On 10/18/18 2:24 PM, Manu wrote:
I understand your argument, and I used to think this too... but I
concluded differently for 1 simple reason: usability.

You have not demonstrated why your proposal is usable, and the proposal to simply make shared not accessible while NOT introducing implicit conversion is somehow not usable.

I find quite the opposite -- the implicit conversion introduces more pitfalls and less guarantees from the compiler.

I have demonstrated these usability considerations in production. I am
confident it's the right balance.

Are these considerations the list below, or are they something else? If so, can you list them?

I propose:
  1. Normal people don't write thread-safety, a very small number of
unusual people do this. I feel very good about biasing 100% of the
cognitive load INSIDE the shared method. This means the expert, and
ONLY the expert, must make decisions about thread-safety
implementation.

Thread safety is not easy. But it's also not generic.

In terms of low-level things like atomics and lock-free implementations, those ARE generic and SHOULD only be written by experts. But other than that, you can't know how someone has designed all the conditions in their code.

For example, you can have an expert write mutex locks and semaphores. But they can't tell you the proper order to lock different objects to ensure there's no deadlock. That's application specific.

  2. Implicit conversion allows users to safely interact with safe
things without doing unsafe casts. I think it's a complete design fail
if you expect any user anywhere to perform an unsafe cast to call a
perfectly thread-safe function. The user might not properly understand
their obligations.

I also do not expect anyone to perform unsafe casts in normal use. I expect them to use more generic well-written types in a shared-object library. Casting should be very rare.

  3. The practical result of the above is, any complexity relating to
safety is completely owned by the threadsafe author, and not cascaded
to the user. You can't expect users to understand, and make correct
decisions about threadsafety. Safety should be default position.

I think these are great rules, and none are broken by keeping the explicit cast requirement in place.

I recognise the potential loss of an unsafe optimised thread-local path.
1. This truly isn't a big deal. If this is really hurting you, you
will notice on the profiler, and deploy a thread-exclusive path
assuming the context supports it.

This is a mischaracterization. The thread-local path is perfectly safe because only one thread can be accessing the data. That's why it's thread-local and not shared.

2. I will trade that for confidence in safe interaction every day of
the week. Safety is the right default position here.

You can be confident that any shared data is properly synchronized via the API provided. No confidence should be lost here.

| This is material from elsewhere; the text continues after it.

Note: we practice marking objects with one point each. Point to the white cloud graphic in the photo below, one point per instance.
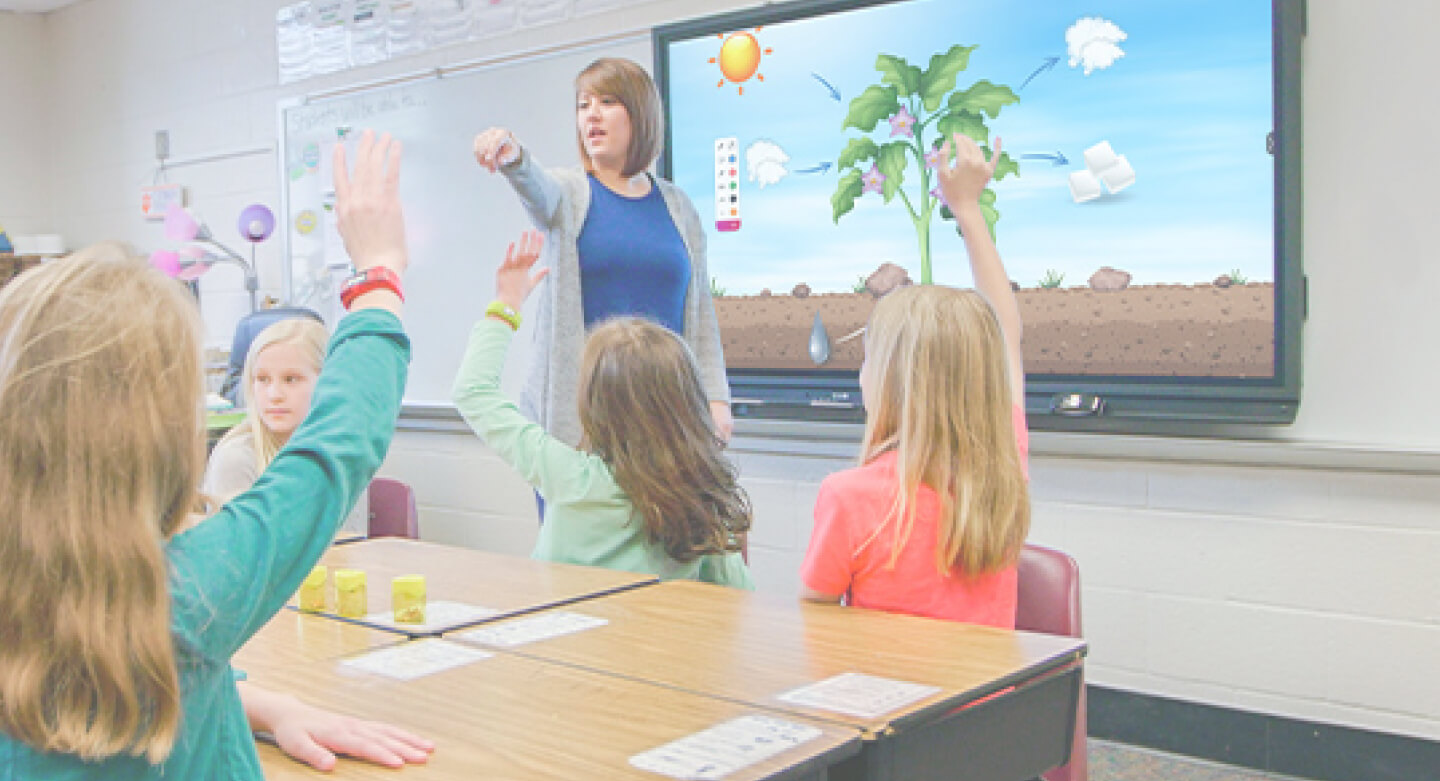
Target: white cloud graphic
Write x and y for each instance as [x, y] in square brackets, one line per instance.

2. You just need to make the unsafe thread-exclusive variant explicit, eg:

It is explicit, the thread-exclusive variant is not marked shared, and cannot be called on data that is actually shared and needs synchronization.


struct ThreadSafe
{
     private int x;
     void unsafeIncrement() // <- make it explicit
     {
        ++x; // User has asserted that no sharing is possible, no reason to use 
atomics
     }
     void increment() shared
     {
        atomicIncrement(&x); // object may be shared
     }
}

This is more design by convention.


I think this is quiet a reasonable and clearly documented compromise.
I think absolutely-reliably-threadsafe-by-default is the right default
position. And if you want to accept unsafe operations for optimsation
circumstances, then you're welcome to deploy that in your code as you
see fit.

All thread-local operations are thread-safe by default, because there can be only one thread using it. That is the beauty of the current regime, regardless of how broken shared is -- unshared is solid. We shouldn't want to break that guarantee.

If the machinery is not a library for distribution and local to your
application, and you know for certain that your context is such that
thread-local and shared are mutually exclusive, then you're free to
make the unshared overload not-threadsafe; you can do this because you
know your application context.
You just shouldn't make widely distributed tooling this way.

I can make widely distributed tooling that does both shared and unshared versions of the code, and ALL are thread safe. No choices are necessary, no compromise on performance, and no design by convention.

I will indeed do this myself in some cases, because I know those facts
about my application.
But I wouldn't compromise the default design of shared for this
optimisation potential... deliberately deployed optimisation is okay
to be unsafe when taken in context.


Except it's perfectly thread safe to use data without synchronization in one thread -- which is supported by having unshared data. Unshared means only one thread. In your proposal, anything can be seen from one or more threads.